What I like most about the Tony Jaa "cycle" of Thai martial-arts movies is that they all affect this seemingly straight-faced kind of fairytale moral naivete amid all the head-kicking. Jaa - a simply incredible physical-specimen of a fight-star if certainly NOT the most charismatic figure the genre has ever seen - generally plays a Thai version of Lil' Abner: An old-fashioned, reflexively-patriotic, churchgoing country bumpkin who happens to be a superhuman ass-kicking machine and puts those skills to use against unscrupulous "big city folk" who make trouble for his rural compatriots... usually by disrespecting their religious customs or screwing with their resources. In "Ong Bak" he beats up about 1/3rd of Bangkok trying to find a stolen Buddha statue, while in "The Protector" he has to save a baby elephant from a crime syndicate that's running an illegal resturaunt that serves endangered animals to evil gourmets. Read that last one again.

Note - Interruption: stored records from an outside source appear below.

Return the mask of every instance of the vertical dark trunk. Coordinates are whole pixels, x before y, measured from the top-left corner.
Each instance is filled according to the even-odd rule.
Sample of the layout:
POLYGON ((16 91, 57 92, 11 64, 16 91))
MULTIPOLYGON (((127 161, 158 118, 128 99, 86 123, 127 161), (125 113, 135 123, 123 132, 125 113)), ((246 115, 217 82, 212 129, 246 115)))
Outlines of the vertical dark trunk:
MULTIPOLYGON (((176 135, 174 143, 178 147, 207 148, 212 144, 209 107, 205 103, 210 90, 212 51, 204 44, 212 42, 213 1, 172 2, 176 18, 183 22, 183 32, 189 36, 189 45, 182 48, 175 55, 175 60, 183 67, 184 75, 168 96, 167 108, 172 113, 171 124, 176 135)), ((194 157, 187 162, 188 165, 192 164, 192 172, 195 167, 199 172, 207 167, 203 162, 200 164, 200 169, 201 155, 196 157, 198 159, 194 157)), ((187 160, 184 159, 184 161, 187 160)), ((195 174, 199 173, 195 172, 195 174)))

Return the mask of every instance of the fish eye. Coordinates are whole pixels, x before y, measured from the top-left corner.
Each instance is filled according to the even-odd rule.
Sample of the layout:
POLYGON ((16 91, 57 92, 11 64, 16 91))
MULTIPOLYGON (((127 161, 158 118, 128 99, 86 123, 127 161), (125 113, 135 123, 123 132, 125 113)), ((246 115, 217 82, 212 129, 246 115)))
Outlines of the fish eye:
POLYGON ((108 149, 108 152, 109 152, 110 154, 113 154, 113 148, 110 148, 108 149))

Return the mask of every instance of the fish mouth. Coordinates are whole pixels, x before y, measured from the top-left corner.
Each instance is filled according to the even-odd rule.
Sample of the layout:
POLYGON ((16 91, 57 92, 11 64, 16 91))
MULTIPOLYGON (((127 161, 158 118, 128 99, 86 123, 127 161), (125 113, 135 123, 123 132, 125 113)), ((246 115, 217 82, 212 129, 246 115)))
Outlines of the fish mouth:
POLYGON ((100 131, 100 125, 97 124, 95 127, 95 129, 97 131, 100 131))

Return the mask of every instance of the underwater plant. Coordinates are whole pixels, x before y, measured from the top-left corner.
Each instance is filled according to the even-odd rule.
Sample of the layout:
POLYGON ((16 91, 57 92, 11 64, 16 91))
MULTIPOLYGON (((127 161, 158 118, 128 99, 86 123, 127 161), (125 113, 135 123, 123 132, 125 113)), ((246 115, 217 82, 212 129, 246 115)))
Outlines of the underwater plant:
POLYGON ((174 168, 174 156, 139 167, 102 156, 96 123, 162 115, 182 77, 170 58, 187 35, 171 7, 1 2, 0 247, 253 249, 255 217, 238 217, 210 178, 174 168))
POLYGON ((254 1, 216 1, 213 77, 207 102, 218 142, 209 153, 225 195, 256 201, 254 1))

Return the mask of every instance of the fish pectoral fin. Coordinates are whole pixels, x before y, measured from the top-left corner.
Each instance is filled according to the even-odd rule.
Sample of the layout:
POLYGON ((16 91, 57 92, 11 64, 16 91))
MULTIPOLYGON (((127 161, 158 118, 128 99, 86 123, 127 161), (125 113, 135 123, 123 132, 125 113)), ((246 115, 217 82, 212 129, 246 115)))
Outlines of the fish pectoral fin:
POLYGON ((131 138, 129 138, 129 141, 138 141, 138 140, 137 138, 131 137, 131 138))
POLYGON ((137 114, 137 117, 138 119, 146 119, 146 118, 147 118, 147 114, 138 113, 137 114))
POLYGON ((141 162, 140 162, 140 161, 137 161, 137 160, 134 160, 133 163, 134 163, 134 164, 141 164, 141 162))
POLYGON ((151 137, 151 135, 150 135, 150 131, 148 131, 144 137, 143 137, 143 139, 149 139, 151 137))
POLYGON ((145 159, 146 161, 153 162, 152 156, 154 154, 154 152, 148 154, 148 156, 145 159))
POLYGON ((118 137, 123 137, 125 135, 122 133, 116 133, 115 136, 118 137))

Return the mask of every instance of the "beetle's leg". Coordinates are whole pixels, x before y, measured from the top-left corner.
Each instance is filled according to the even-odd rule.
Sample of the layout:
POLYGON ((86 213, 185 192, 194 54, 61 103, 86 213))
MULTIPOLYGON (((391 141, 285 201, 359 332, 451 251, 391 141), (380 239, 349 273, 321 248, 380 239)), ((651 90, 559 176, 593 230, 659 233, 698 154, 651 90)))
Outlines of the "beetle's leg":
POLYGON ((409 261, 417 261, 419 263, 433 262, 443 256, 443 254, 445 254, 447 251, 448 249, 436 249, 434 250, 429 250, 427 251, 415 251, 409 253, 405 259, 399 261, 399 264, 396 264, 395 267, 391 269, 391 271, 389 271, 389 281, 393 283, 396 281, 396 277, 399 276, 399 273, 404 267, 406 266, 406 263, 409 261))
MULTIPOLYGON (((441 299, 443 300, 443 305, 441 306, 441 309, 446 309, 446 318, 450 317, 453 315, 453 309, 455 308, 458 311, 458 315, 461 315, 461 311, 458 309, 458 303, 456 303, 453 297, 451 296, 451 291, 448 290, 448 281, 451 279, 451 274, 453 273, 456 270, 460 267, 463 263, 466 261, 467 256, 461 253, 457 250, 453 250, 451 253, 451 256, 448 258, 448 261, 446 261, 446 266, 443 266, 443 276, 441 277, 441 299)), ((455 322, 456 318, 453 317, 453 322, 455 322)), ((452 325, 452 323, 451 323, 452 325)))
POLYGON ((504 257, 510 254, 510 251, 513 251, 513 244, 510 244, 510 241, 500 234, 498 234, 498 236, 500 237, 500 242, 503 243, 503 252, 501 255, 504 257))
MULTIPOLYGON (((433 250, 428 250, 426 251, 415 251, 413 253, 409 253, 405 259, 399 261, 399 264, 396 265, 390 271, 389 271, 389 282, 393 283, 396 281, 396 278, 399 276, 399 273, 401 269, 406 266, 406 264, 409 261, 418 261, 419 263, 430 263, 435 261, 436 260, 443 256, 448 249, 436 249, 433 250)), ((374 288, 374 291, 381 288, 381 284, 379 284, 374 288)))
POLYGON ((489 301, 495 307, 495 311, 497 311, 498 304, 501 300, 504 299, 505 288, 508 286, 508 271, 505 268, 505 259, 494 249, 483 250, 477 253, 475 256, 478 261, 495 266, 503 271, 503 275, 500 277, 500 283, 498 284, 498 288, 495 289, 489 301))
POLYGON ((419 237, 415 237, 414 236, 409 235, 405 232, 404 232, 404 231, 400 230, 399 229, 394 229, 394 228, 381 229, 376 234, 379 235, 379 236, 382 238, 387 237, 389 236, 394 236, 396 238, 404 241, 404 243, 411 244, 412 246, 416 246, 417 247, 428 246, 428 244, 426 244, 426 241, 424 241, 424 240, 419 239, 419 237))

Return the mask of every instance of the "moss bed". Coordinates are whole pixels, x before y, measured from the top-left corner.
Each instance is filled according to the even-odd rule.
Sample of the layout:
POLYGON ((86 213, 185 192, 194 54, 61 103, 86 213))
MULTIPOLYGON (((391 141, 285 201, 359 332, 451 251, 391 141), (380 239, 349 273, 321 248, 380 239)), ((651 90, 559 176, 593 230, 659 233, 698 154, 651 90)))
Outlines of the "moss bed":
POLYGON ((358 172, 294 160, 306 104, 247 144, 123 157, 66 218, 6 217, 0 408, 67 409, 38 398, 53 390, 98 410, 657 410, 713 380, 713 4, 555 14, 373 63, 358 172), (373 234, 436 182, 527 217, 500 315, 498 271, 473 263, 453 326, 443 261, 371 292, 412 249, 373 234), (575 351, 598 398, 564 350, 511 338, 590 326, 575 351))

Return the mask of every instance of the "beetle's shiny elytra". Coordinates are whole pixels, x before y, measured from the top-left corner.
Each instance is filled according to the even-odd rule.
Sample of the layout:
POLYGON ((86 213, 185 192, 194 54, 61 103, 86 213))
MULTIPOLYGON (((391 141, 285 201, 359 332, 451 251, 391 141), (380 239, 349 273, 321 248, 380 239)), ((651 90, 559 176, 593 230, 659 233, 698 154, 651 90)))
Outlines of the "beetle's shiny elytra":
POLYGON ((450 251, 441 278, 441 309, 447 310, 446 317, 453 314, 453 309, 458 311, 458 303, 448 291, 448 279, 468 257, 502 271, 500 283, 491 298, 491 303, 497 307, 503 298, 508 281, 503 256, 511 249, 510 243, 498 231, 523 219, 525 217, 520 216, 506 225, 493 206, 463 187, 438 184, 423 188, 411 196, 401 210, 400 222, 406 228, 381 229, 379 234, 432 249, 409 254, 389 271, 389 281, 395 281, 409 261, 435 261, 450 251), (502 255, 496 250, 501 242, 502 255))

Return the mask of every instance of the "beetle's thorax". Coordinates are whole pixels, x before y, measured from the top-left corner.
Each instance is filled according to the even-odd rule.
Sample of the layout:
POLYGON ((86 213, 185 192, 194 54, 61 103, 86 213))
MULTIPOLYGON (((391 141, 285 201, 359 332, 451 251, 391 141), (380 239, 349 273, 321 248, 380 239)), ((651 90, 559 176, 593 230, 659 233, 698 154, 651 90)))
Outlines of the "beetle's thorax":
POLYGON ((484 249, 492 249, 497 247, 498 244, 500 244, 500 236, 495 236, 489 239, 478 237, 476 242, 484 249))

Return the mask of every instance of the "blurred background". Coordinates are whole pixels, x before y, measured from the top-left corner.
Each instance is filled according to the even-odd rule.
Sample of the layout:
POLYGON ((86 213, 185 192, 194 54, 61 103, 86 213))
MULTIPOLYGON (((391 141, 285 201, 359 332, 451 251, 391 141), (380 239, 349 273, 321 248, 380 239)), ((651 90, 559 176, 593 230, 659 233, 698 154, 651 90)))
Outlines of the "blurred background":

Which might be why, while the rest of the web is losing it over the shot in the new trailer for "Ong Bak 2" where Jaa appears to be fighting a live crocodile; MY favorite part is the sublimely ridiculous shot of him standing on the rock while what looks like an army of elephants GENUFLECTS in front of him like he's fucking Babar or something:




Incidentally, this looks to be a period film; which leads me to believe that it doesn't actually have anything to do with the first one - which makes sense, since "Protector" was actually already called "Ong Bak 2" in some territories.